Children do not need a birth certificate to fly. It doesn't hurt to be prepared, especially if it’s your first time traveling with a child.
While the rules for adults traveling either domestically or internationally are pretty straightforward, it gets a bit more confusing when you're dealing with minors, or those under 18 years of age, since they don't always have driver's licenses, valid passports or other forms of photo ID to show upon check-in. When you're headed on a trip with a child, there are some general rules of thumb that will help you fly with little hassle, but in general, children do not need a birth certificate to fly. Still, it doesn't hurt to be prepared, especially if it’s your first time traveling with a child.
If you've flown a lot in the past, you know that airlines' policies can vary greatly, and it's no different for flying with kids. When you book your flight, ask your reservations agent what the policy is for flying with children and what type of travel documentation the airline requires. If you booked online, call the airline's customer service line to inquire about the rules. Be sure to mention your child’s age, in case there are rules for specific ages. In many cases, a birth certificate is all you'll need but it depends on where you're going. Regardless, everyone needs to show some form of personal identification to receive a boarding pass.
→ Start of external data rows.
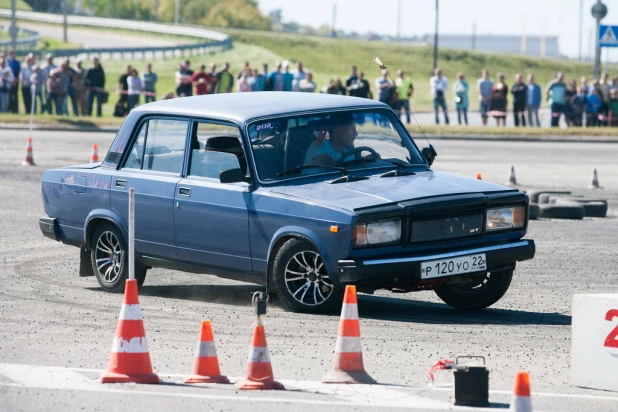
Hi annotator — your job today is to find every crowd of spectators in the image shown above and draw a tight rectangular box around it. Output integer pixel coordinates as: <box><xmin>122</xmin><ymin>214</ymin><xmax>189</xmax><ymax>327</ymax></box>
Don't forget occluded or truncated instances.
<box><xmin>0</xmin><ymin>50</ymin><xmax>618</xmax><ymax>127</ymax></box>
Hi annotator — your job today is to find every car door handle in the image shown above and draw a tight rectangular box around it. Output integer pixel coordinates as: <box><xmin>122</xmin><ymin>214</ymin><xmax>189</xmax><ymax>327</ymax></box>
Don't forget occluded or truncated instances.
<box><xmin>178</xmin><ymin>187</ymin><xmax>191</xmax><ymax>197</ymax></box>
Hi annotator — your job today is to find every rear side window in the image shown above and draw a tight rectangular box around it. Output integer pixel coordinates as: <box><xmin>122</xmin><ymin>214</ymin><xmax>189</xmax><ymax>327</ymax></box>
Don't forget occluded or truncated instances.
<box><xmin>123</xmin><ymin>119</ymin><xmax>189</xmax><ymax>174</ymax></box>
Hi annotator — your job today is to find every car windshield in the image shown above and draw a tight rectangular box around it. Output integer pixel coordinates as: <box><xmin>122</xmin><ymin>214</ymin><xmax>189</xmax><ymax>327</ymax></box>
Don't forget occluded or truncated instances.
<box><xmin>248</xmin><ymin>110</ymin><xmax>426</xmax><ymax>182</ymax></box>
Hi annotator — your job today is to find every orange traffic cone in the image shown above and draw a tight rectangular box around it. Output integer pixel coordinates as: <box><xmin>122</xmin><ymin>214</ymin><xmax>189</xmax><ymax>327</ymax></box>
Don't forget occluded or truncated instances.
<box><xmin>236</xmin><ymin>324</ymin><xmax>285</xmax><ymax>390</ymax></box>
<box><xmin>101</xmin><ymin>279</ymin><xmax>160</xmax><ymax>383</ymax></box>
<box><xmin>21</xmin><ymin>137</ymin><xmax>36</xmax><ymax>166</ymax></box>
<box><xmin>185</xmin><ymin>320</ymin><xmax>230</xmax><ymax>383</ymax></box>
<box><xmin>588</xmin><ymin>169</ymin><xmax>601</xmax><ymax>189</ymax></box>
<box><xmin>90</xmin><ymin>143</ymin><xmax>99</xmax><ymax>163</ymax></box>
<box><xmin>504</xmin><ymin>166</ymin><xmax>517</xmax><ymax>186</ymax></box>
<box><xmin>509</xmin><ymin>372</ymin><xmax>532</xmax><ymax>412</ymax></box>
<box><xmin>322</xmin><ymin>285</ymin><xmax>376</xmax><ymax>383</ymax></box>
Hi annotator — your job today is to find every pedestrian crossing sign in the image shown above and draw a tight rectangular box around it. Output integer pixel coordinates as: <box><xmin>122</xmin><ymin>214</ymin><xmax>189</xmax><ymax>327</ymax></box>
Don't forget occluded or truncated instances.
<box><xmin>599</xmin><ymin>26</ymin><xmax>618</xmax><ymax>47</ymax></box>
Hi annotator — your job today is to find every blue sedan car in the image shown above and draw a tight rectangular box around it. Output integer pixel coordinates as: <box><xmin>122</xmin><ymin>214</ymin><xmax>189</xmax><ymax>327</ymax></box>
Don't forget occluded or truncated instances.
<box><xmin>39</xmin><ymin>92</ymin><xmax>535</xmax><ymax>312</ymax></box>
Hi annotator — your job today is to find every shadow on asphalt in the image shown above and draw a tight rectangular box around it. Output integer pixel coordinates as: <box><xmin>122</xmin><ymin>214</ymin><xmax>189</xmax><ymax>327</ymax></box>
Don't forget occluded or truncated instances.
<box><xmin>119</xmin><ymin>285</ymin><xmax>571</xmax><ymax>325</ymax></box>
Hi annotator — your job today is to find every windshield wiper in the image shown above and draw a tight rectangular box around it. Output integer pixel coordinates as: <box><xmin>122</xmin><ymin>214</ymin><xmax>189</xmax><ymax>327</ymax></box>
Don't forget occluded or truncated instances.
<box><xmin>275</xmin><ymin>164</ymin><xmax>348</xmax><ymax>177</ymax></box>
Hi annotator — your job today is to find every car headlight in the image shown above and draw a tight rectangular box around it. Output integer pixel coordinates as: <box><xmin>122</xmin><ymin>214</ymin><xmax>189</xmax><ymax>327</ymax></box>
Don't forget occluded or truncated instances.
<box><xmin>485</xmin><ymin>206</ymin><xmax>526</xmax><ymax>232</ymax></box>
<box><xmin>354</xmin><ymin>219</ymin><xmax>401</xmax><ymax>246</ymax></box>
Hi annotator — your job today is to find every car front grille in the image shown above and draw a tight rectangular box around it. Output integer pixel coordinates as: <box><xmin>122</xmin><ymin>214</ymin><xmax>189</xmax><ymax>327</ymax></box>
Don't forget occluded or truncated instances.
<box><xmin>409</xmin><ymin>208</ymin><xmax>485</xmax><ymax>243</ymax></box>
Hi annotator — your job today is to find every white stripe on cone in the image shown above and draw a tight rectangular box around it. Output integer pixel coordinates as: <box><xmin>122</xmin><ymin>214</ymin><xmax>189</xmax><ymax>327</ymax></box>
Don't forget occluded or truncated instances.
<box><xmin>335</xmin><ymin>336</ymin><xmax>361</xmax><ymax>353</ymax></box>
<box><xmin>249</xmin><ymin>347</ymin><xmax>270</xmax><ymax>363</ymax></box>
<box><xmin>112</xmin><ymin>336</ymin><xmax>148</xmax><ymax>353</ymax></box>
<box><xmin>195</xmin><ymin>341</ymin><xmax>217</xmax><ymax>358</ymax></box>
<box><xmin>509</xmin><ymin>396</ymin><xmax>532</xmax><ymax>412</ymax></box>
<box><xmin>119</xmin><ymin>303</ymin><xmax>142</xmax><ymax>320</ymax></box>
<box><xmin>341</xmin><ymin>303</ymin><xmax>358</xmax><ymax>320</ymax></box>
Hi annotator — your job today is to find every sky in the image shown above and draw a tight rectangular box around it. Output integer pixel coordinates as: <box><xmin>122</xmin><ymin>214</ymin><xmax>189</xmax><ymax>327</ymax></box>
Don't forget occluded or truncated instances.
<box><xmin>258</xmin><ymin>0</ymin><xmax>618</xmax><ymax>63</ymax></box>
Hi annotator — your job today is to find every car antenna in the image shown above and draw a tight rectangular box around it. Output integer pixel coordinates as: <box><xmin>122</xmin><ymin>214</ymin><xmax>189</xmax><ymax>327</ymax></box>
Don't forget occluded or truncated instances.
<box><xmin>373</xmin><ymin>57</ymin><xmax>433</xmax><ymax>149</ymax></box>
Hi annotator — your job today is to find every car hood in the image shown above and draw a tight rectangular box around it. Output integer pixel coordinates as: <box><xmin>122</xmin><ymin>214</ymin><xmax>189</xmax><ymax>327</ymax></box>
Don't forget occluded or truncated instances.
<box><xmin>271</xmin><ymin>171</ymin><xmax>514</xmax><ymax>211</ymax></box>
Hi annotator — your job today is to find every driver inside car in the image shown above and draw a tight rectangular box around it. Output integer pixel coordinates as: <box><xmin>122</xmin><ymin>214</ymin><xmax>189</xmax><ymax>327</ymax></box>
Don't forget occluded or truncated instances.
<box><xmin>305</xmin><ymin>113</ymin><xmax>358</xmax><ymax>166</ymax></box>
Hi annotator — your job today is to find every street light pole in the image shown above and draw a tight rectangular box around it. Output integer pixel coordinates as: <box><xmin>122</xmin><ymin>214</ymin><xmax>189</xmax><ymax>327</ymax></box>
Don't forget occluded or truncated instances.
<box><xmin>433</xmin><ymin>0</ymin><xmax>438</xmax><ymax>69</ymax></box>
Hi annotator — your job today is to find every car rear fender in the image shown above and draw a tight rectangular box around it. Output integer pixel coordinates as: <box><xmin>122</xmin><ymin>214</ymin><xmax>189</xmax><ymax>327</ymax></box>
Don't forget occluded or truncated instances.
<box><xmin>84</xmin><ymin>209</ymin><xmax>129</xmax><ymax>249</ymax></box>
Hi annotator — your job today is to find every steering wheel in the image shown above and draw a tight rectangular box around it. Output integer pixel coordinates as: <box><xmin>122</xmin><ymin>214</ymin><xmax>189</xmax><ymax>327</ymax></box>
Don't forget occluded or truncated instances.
<box><xmin>335</xmin><ymin>146</ymin><xmax>380</xmax><ymax>166</ymax></box>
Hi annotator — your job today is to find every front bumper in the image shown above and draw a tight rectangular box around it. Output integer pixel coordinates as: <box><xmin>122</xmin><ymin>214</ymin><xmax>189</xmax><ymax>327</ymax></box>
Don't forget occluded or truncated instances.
<box><xmin>338</xmin><ymin>239</ymin><xmax>535</xmax><ymax>283</ymax></box>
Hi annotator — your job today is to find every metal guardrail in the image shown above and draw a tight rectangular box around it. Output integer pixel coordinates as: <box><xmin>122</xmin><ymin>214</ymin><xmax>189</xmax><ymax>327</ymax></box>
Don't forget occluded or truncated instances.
<box><xmin>0</xmin><ymin>9</ymin><xmax>232</xmax><ymax>59</ymax></box>
<box><xmin>0</xmin><ymin>25</ymin><xmax>41</xmax><ymax>50</ymax></box>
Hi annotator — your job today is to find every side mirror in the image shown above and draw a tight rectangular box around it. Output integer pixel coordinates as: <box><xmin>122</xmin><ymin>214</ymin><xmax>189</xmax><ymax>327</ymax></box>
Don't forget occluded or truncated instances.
<box><xmin>421</xmin><ymin>145</ymin><xmax>438</xmax><ymax>166</ymax></box>
<box><xmin>219</xmin><ymin>168</ymin><xmax>245</xmax><ymax>183</ymax></box>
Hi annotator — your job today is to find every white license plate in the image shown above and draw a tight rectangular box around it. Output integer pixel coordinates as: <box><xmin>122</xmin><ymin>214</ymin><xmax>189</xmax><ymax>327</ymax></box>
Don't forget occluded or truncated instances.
<box><xmin>421</xmin><ymin>253</ymin><xmax>487</xmax><ymax>279</ymax></box>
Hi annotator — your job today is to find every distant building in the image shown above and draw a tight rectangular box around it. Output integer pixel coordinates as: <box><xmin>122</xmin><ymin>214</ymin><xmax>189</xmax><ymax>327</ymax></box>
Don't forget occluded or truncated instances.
<box><xmin>420</xmin><ymin>34</ymin><xmax>562</xmax><ymax>58</ymax></box>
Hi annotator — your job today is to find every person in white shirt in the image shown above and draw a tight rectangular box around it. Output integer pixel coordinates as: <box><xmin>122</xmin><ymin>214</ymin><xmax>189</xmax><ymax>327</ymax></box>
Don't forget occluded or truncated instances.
<box><xmin>429</xmin><ymin>67</ymin><xmax>449</xmax><ymax>124</ymax></box>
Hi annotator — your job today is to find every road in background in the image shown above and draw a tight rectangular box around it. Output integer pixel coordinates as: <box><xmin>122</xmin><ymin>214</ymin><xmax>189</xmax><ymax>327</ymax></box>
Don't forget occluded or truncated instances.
<box><xmin>0</xmin><ymin>130</ymin><xmax>618</xmax><ymax>412</ymax></box>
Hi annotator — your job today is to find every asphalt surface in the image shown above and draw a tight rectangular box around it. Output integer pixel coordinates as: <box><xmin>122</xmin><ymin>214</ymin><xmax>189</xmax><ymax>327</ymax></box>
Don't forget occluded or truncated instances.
<box><xmin>0</xmin><ymin>130</ymin><xmax>618</xmax><ymax>411</ymax></box>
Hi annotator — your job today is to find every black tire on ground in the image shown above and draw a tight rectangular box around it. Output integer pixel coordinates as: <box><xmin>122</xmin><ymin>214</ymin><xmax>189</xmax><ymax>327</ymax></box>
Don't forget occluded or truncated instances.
<box><xmin>528</xmin><ymin>203</ymin><xmax>539</xmax><ymax>220</ymax></box>
<box><xmin>271</xmin><ymin>238</ymin><xmax>343</xmax><ymax>313</ymax></box>
<box><xmin>90</xmin><ymin>223</ymin><xmax>146</xmax><ymax>293</ymax></box>
<box><xmin>539</xmin><ymin>202</ymin><xmax>584</xmax><ymax>219</ymax></box>
<box><xmin>435</xmin><ymin>269</ymin><xmax>513</xmax><ymax>310</ymax></box>
<box><xmin>528</xmin><ymin>190</ymin><xmax>571</xmax><ymax>203</ymax></box>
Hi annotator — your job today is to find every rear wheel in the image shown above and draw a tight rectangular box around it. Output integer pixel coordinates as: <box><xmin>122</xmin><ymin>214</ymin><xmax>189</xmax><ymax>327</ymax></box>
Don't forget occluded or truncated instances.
<box><xmin>272</xmin><ymin>239</ymin><xmax>342</xmax><ymax>312</ymax></box>
<box><xmin>435</xmin><ymin>269</ymin><xmax>513</xmax><ymax>310</ymax></box>
<box><xmin>90</xmin><ymin>223</ymin><xmax>146</xmax><ymax>293</ymax></box>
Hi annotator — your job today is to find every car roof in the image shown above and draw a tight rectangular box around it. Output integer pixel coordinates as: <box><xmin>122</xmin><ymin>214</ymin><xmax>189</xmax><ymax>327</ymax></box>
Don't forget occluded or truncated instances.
<box><xmin>133</xmin><ymin>92</ymin><xmax>388</xmax><ymax>123</ymax></box>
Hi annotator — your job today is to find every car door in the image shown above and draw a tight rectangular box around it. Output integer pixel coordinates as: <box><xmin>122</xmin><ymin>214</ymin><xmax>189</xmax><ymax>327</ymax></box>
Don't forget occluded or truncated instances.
<box><xmin>111</xmin><ymin>118</ymin><xmax>189</xmax><ymax>258</ymax></box>
<box><xmin>174</xmin><ymin>121</ymin><xmax>253</xmax><ymax>271</ymax></box>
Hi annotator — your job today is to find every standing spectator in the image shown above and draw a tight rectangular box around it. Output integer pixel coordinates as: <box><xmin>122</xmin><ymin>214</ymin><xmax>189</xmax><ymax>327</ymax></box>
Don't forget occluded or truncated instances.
<box><xmin>597</xmin><ymin>72</ymin><xmax>612</xmax><ymax>125</ymax></box>
<box><xmin>283</xmin><ymin>61</ymin><xmax>294</xmax><ymax>92</ymax></box>
<box><xmin>140</xmin><ymin>63</ymin><xmax>159</xmax><ymax>103</ymax></box>
<box><xmin>127</xmin><ymin>68</ymin><xmax>142</xmax><ymax>112</ymax></box>
<box><xmin>0</xmin><ymin>56</ymin><xmax>13</xmax><ymax>113</ymax></box>
<box><xmin>86</xmin><ymin>57</ymin><xmax>106</xmax><ymax>117</ymax></box>
<box><xmin>375</xmin><ymin>69</ymin><xmax>393</xmax><ymax>107</ymax></box>
<box><xmin>292</xmin><ymin>62</ymin><xmax>307</xmax><ymax>92</ymax></box>
<box><xmin>526</xmin><ymin>73</ymin><xmax>543</xmax><ymax>127</ymax></box>
<box><xmin>268</xmin><ymin>62</ymin><xmax>285</xmax><ymax>92</ymax></box>
<box><xmin>429</xmin><ymin>67</ymin><xmax>449</xmax><ymax>125</ymax></box>
<box><xmin>73</xmin><ymin>59</ymin><xmax>87</xmax><ymax>116</ymax></box>
<box><xmin>236</xmin><ymin>72</ymin><xmax>251</xmax><ymax>93</ymax></box>
<box><xmin>251</xmin><ymin>69</ymin><xmax>266</xmax><ymax>92</ymax></box>
<box><xmin>564</xmin><ymin>80</ymin><xmax>577</xmax><ymax>127</ymax></box>
<box><xmin>114</xmin><ymin>64</ymin><xmax>133</xmax><ymax>113</ymax></box>
<box><xmin>491</xmin><ymin>73</ymin><xmax>509</xmax><ymax>126</ymax></box>
<box><xmin>345</xmin><ymin>66</ymin><xmax>358</xmax><ymax>97</ymax></box>
<box><xmin>174</xmin><ymin>60</ymin><xmax>193</xmax><ymax>97</ymax></box>
<box><xmin>41</xmin><ymin>53</ymin><xmax>57</xmax><ymax>114</ymax></box>
<box><xmin>395</xmin><ymin>69</ymin><xmax>414</xmax><ymax>124</ymax></box>
<box><xmin>298</xmin><ymin>71</ymin><xmax>317</xmax><ymax>93</ymax></box>
<box><xmin>346</xmin><ymin>72</ymin><xmax>373</xmax><ymax>99</ymax></box>
<box><xmin>569</xmin><ymin>85</ymin><xmax>588</xmax><ymax>127</ymax></box>
<box><xmin>450</xmin><ymin>73</ymin><xmax>469</xmax><ymax>126</ymax></box>
<box><xmin>215</xmin><ymin>63</ymin><xmax>234</xmax><ymax>93</ymax></box>
<box><xmin>191</xmin><ymin>64</ymin><xmax>210</xmax><ymax>96</ymax></box>
<box><xmin>6</xmin><ymin>49</ymin><xmax>21</xmax><ymax>113</ymax></box>
<box><xmin>476</xmin><ymin>69</ymin><xmax>494</xmax><ymax>126</ymax></box>
<box><xmin>586</xmin><ymin>89</ymin><xmax>603</xmax><ymax>127</ymax></box>
<box><xmin>547</xmin><ymin>72</ymin><xmax>566</xmax><ymax>127</ymax></box>
<box><xmin>511</xmin><ymin>73</ymin><xmax>527</xmax><ymax>127</ymax></box>
<box><xmin>30</xmin><ymin>64</ymin><xmax>46</xmax><ymax>113</ymax></box>
<box><xmin>19</xmin><ymin>55</ymin><xmax>34</xmax><ymax>114</ymax></box>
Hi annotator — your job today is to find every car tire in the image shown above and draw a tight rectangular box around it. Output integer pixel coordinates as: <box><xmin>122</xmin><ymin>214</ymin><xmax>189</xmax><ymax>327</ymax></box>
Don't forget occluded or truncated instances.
<box><xmin>271</xmin><ymin>238</ymin><xmax>343</xmax><ymax>313</ymax></box>
<box><xmin>90</xmin><ymin>223</ymin><xmax>146</xmax><ymax>293</ymax></box>
<box><xmin>539</xmin><ymin>202</ymin><xmax>584</xmax><ymax>219</ymax></box>
<box><xmin>435</xmin><ymin>269</ymin><xmax>513</xmax><ymax>310</ymax></box>
<box><xmin>528</xmin><ymin>203</ymin><xmax>539</xmax><ymax>220</ymax></box>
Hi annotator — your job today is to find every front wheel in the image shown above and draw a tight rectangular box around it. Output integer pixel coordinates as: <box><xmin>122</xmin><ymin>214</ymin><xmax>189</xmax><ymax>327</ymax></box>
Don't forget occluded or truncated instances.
<box><xmin>272</xmin><ymin>239</ymin><xmax>343</xmax><ymax>313</ymax></box>
<box><xmin>435</xmin><ymin>269</ymin><xmax>513</xmax><ymax>310</ymax></box>
<box><xmin>90</xmin><ymin>223</ymin><xmax>146</xmax><ymax>293</ymax></box>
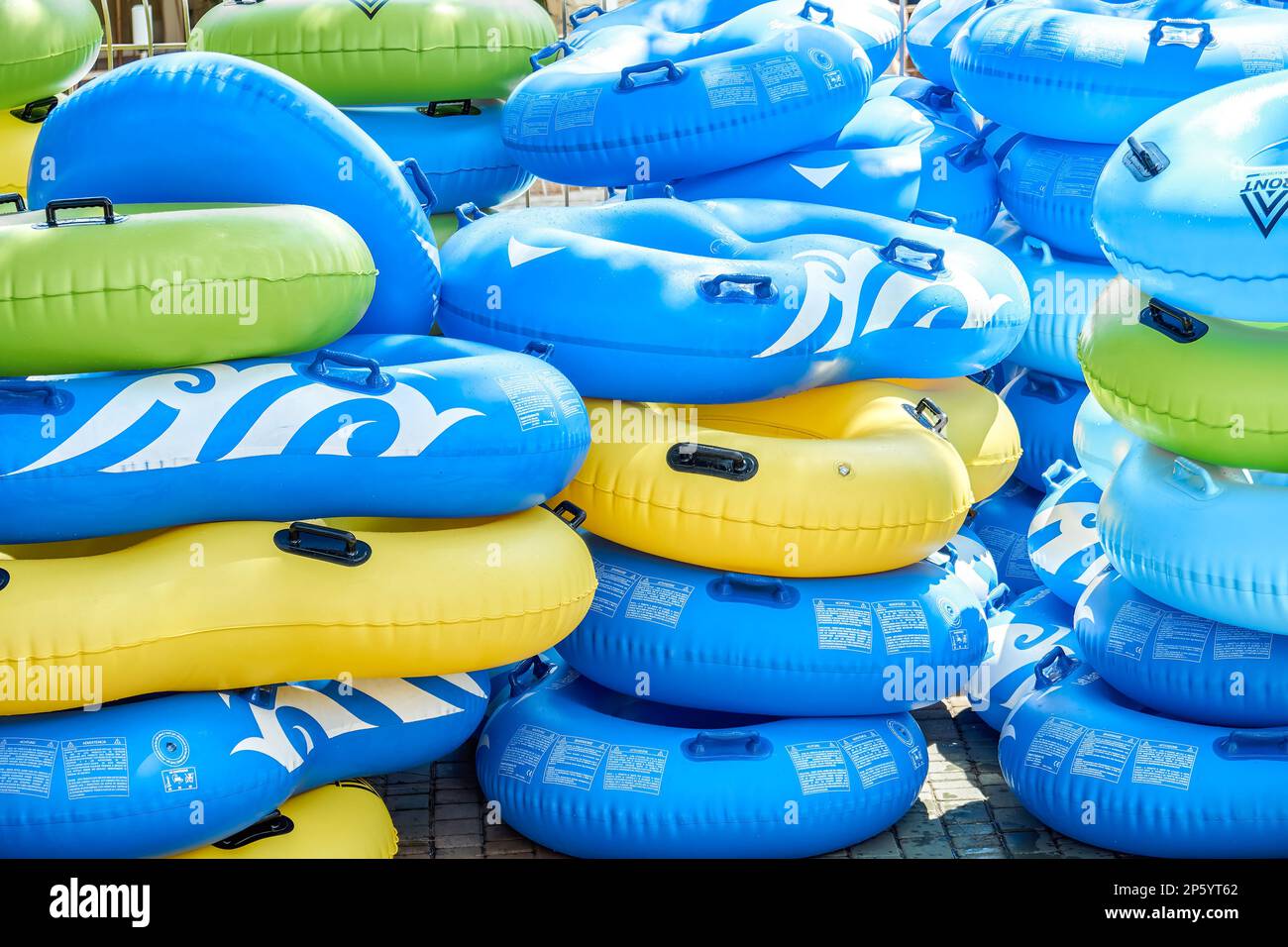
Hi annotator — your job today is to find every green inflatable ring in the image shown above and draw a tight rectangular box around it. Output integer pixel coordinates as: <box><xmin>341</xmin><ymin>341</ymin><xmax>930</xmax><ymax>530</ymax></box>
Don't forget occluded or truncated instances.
<box><xmin>0</xmin><ymin>0</ymin><xmax>103</xmax><ymax>108</ymax></box>
<box><xmin>188</xmin><ymin>0</ymin><xmax>555</xmax><ymax>106</ymax></box>
<box><xmin>0</xmin><ymin>202</ymin><xmax>376</xmax><ymax>376</ymax></box>
<box><xmin>1078</xmin><ymin>277</ymin><xmax>1288</xmax><ymax>473</ymax></box>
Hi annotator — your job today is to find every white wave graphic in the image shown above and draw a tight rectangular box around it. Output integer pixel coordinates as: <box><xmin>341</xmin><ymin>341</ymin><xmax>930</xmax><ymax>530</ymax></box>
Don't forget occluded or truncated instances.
<box><xmin>0</xmin><ymin>362</ymin><xmax>482</xmax><ymax>476</ymax></box>
<box><xmin>754</xmin><ymin>248</ymin><xmax>1014</xmax><ymax>359</ymax></box>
According to the Transportation Security Administration, people 18 and over are required to show a state- or federal-issued form of identification when they get to the TSA security checkpoint. While this rule does not apply to those under 18, the general rule for children seems to be to carry the child’s birth certificate with you, in case you are questioned about the child's identity.
No matter a person's age, if you're flying across borders, you will need a passport. While there are some exceptions for traveling over land in certain countries, there are no exceptions for air travel. If your child does not have a passport for your international travels, be sure to give yourself plenty of time to get one before your trip.
If you're traveling with your child and you're the only parent on the trip, it's a good idea to carry some kind of documentation stating that the other parent gives you permission to travel with the child. A template for a "Consent to Travel" form is available on the FamilyTravelForum website. The letter should be written and signed by the non-traveling parent, stating that she gives permission for the child to travel domestically or abroad. Since each airline has different policies, it's a good idea to contact the individual airline you're traveling with to find out whether this parental consent letter needs to be notarized and if there are other requirements for the trip.
Note: When traveling with infants and toddlers, you can check strollers and car seats. You are also able to bring necessary items like breast milk in your carry-on bag. As for seating, you may keep your child on your lap if they are of lap-child age, but the Federal Aviation Administration (FAA) states that it is safest if the little ones have their own seat and seat belts, accompanied by a safety seat approved by the FAA. Only one lap-child is permitted per adult. If your little one is sitting in their own seat, you must pay for that ticket.